I received an email last week from Kathy Buckley. She is a stand-up comedienne and motivational speaker, and she was someone Ken loved very much. They met in 2004 when we lived in Los Angeles at a Disability Showcase for CBS, and in my recollection it was love at first sight. I remember him telling me about their first meeting and her brazenly honest approach to life. She was somewhat of a mirror to Ken--neither of them looking at their disabilities as inabilities. Anyway, her email indicated she'd be in town and wanted to know if we could get together for dinner. It was really excited to hear from her, and even more so to be able to visit with her.
I remember all through Ken's illness I received a phone call every so often from Kathy--calling not to check on Ken (because they communicated regularly)--she was calling to check on me. I had never actually connected with her, but would try to send her an email to thank her for the call and update her on how I was doing. In March when Ken was in the hospital before being released to come home for hospice, she had called me. I was stressed and emotionally stretched to my limits. I had left Ken at the hospital with visiting friends to come home to coordinate the removal of a really unsatisfying massage chair I'd bought for him and the delivery of his hospital bed, oxygen concentrator, and all the accoutrements of hospice. Kathy's call came while they were putting together the hospital bed. I felt so bad that I'd never been able to talk with her live, so I answered, thinking it would do me good to talk with her. I think I got out, "Hi, Kathy" before I completely broke down--unable to utter another single word. After a few moments of my complete inability to get out one single discernible word, she told me she very sweetly told me she loved me and that maybe it would be better we spoke another time. I did my best to reply in agreement before hanging up and stumbling to our bedroom where I curled up on the bed and let myself completely unravel for a few brief minutes, but picking myself up, washing my face and heading back to the hospital.
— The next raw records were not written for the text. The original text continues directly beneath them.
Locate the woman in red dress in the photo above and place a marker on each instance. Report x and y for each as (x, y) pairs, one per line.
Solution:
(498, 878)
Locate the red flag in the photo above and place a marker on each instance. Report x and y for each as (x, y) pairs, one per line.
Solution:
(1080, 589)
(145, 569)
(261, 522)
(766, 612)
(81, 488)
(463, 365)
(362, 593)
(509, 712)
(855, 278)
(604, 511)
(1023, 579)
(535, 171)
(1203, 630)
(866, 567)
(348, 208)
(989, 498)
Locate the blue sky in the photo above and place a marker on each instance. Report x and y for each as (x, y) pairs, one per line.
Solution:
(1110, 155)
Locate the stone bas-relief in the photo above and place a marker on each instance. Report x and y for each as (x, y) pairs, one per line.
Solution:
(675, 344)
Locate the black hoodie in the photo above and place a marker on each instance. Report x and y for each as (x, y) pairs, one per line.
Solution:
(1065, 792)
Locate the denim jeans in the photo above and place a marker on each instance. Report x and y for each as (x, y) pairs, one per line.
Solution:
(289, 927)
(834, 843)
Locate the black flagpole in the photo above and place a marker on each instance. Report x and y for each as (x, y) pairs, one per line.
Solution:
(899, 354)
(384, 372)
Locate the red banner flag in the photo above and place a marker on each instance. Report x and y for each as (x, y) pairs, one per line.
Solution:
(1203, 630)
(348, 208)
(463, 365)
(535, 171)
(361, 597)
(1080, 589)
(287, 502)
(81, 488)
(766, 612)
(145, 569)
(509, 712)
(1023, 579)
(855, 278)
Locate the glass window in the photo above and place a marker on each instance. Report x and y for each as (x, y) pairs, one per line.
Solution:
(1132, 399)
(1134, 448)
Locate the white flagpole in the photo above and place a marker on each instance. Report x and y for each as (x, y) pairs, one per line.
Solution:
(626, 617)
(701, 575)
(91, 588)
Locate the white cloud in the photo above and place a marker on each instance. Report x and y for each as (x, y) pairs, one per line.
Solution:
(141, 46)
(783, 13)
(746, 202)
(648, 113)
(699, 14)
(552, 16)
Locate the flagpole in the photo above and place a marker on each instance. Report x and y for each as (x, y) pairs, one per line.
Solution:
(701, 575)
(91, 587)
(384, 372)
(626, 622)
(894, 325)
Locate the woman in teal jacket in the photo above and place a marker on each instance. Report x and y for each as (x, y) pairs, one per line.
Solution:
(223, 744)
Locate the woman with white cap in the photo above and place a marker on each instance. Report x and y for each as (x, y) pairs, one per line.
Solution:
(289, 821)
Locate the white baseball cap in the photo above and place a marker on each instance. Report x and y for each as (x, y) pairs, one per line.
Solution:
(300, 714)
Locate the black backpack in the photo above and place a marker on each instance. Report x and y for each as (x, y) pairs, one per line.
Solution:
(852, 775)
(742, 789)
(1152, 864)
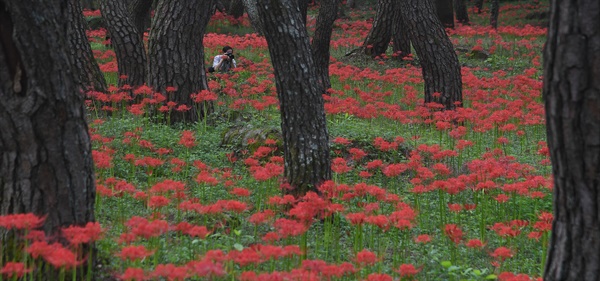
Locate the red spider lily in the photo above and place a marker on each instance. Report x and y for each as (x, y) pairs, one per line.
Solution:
(366, 257)
(133, 274)
(21, 221)
(77, 235)
(408, 270)
(423, 238)
(102, 160)
(261, 217)
(60, 257)
(286, 228)
(156, 202)
(453, 232)
(474, 243)
(242, 192)
(356, 218)
(205, 177)
(14, 270)
(502, 253)
(133, 253)
(379, 277)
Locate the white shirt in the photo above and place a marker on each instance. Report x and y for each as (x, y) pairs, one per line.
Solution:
(218, 59)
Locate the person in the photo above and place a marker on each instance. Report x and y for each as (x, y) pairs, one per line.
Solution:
(224, 62)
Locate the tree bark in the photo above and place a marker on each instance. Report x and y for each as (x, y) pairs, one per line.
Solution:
(176, 54)
(139, 11)
(303, 4)
(126, 41)
(460, 10)
(401, 40)
(321, 40)
(89, 75)
(251, 7)
(445, 12)
(379, 36)
(303, 123)
(572, 100)
(494, 11)
(479, 6)
(236, 9)
(46, 165)
(441, 70)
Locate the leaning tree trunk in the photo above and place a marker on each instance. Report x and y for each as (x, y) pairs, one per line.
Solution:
(321, 40)
(176, 54)
(441, 70)
(303, 4)
(46, 165)
(236, 9)
(460, 10)
(572, 99)
(479, 6)
(127, 42)
(445, 12)
(139, 11)
(303, 123)
(401, 40)
(379, 36)
(252, 10)
(494, 11)
(83, 62)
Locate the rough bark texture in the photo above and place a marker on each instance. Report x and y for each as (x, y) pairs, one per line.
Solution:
(401, 40)
(139, 11)
(252, 10)
(236, 9)
(303, 123)
(572, 97)
(83, 62)
(303, 4)
(441, 70)
(479, 6)
(322, 38)
(379, 36)
(126, 41)
(494, 10)
(176, 53)
(460, 10)
(445, 12)
(46, 163)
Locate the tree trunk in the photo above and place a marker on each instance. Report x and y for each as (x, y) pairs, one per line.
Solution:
(379, 36)
(401, 46)
(479, 6)
(351, 4)
(139, 11)
(445, 12)
(460, 10)
(494, 10)
(251, 7)
(321, 40)
(236, 9)
(441, 70)
(303, 123)
(84, 65)
(571, 93)
(176, 54)
(46, 163)
(303, 9)
(126, 41)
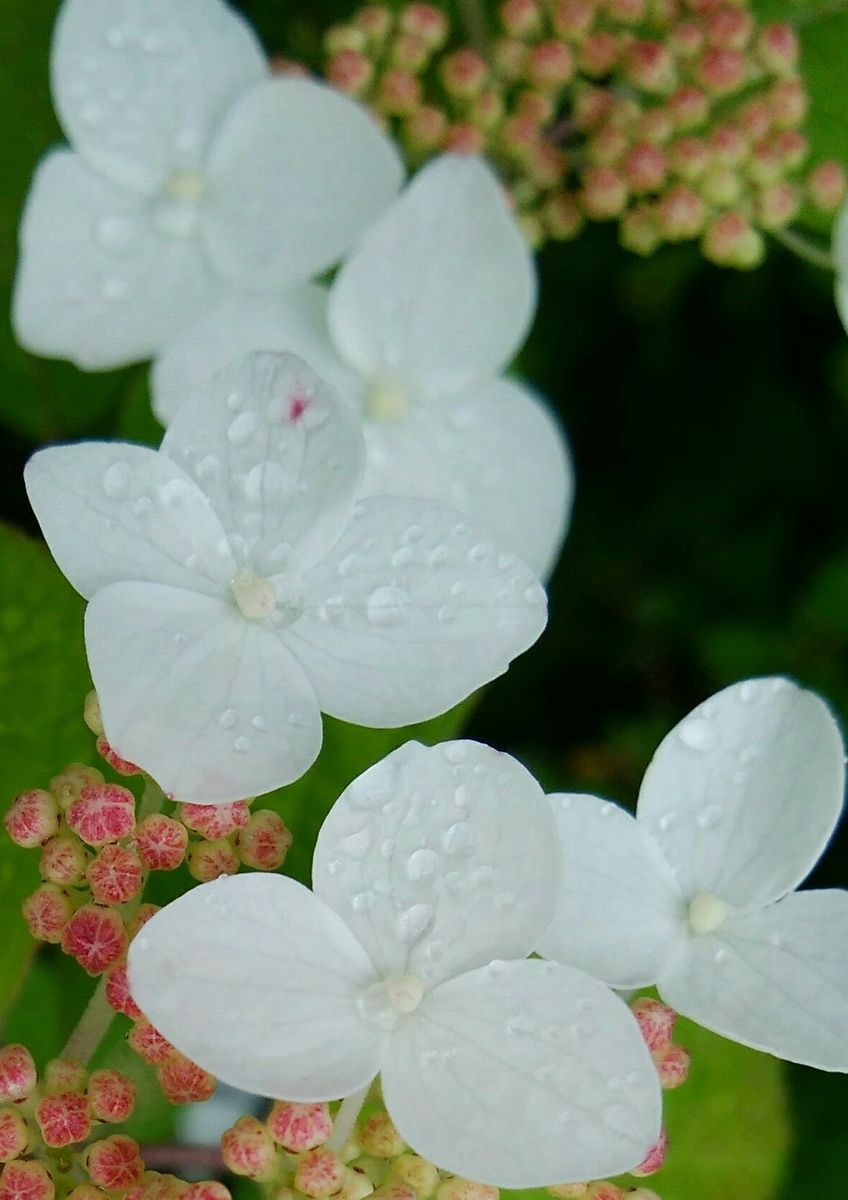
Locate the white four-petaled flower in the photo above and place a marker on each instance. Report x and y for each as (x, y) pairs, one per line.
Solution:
(238, 591)
(697, 894)
(511, 1072)
(414, 333)
(192, 175)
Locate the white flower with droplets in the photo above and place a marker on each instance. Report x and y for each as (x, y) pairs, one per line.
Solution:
(433, 875)
(421, 322)
(191, 175)
(697, 893)
(236, 589)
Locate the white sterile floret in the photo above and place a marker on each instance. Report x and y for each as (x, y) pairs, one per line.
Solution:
(191, 175)
(433, 875)
(238, 591)
(697, 893)
(421, 321)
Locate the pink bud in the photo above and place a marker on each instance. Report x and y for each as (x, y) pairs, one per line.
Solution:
(95, 937)
(14, 1135)
(299, 1127)
(184, 1083)
(114, 1163)
(119, 765)
(112, 1096)
(31, 819)
(62, 861)
(103, 813)
(64, 1119)
(247, 1150)
(18, 1075)
(161, 843)
(319, 1174)
(26, 1181)
(47, 912)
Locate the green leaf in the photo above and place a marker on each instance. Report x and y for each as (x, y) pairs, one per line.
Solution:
(43, 678)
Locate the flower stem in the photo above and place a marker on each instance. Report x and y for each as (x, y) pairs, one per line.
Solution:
(346, 1119)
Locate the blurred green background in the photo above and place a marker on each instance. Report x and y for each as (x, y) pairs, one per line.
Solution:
(708, 414)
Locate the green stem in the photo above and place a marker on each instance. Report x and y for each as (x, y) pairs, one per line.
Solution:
(800, 245)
I'd had a couple of "dark" days before I met Kathy for dinner. I'm certain part of it was anxiety about seeing her and just not knowing what to expect. Could I comfort her if she needed to express her feelings about Ken's death? Would be both be messes? Or would I just not know what to say to her? In trying to figure out why I was feeling so uncertain, I thought a lot about Ken's journey-oriented attitude--one I'm trying to adopt when possible--and considered that sometimes my feelings can be too complex to be "figured out". In those cases, it's been more "fake it 'til you make it."
When I arrived at the hotel and walked through the slowly turning automatic door, I could see her face, smiling from her perch on a table in the middle of the lobby. We hugged hard and long. She engenders such love, light and peace, I felt like I could have just melted away in her embrace. I haven't physically seen Kathy since April 28, 2006, when Ken and I had a small "going away" gathering at our apartment in the San Fernando Valley before we moved back to Chicago. She and Ken had kept in regular touch with each other, and he'd been able to see her on a trip or two back to LA since we moved. They'd had regular phone conversations up until shortly before his death.
Kathy is a unique combination that is sublime and so full of light and love mixed with bawdy and audacious humor. My time with her didn't lack anything. It's a strange thing to find yourself friends with people who were Ken's friends. They were mine too--by proxy, but I was never the main caretaker of those relationships. That's another facet of loss that I'm learning to deal with. So many people reached out and supported us during the past two years, and I'd like to be able to connect with each of them--whether in person, email or snail mail card--but it doesn't always occur to me to do so, and doesn't always seem possible. I guess it's just daunting. Or maybe I'm doing enough or as much as I can. Regardless, my visit with Kathy was as colorful as Kathy herself is.
In anticipating our visit, I felt more like I was going to visit with a friend of Ken's, but as I lost track of my multiple neuroses, I knew I was sitting and talking with a good friend of mine. I was happy she brought up Ken and we were able to talk about him, lovingly and harassingly. I told her (and she agreed) that he would be so happy to see us sitting together, talking, harassing and loving each other. It felt so right.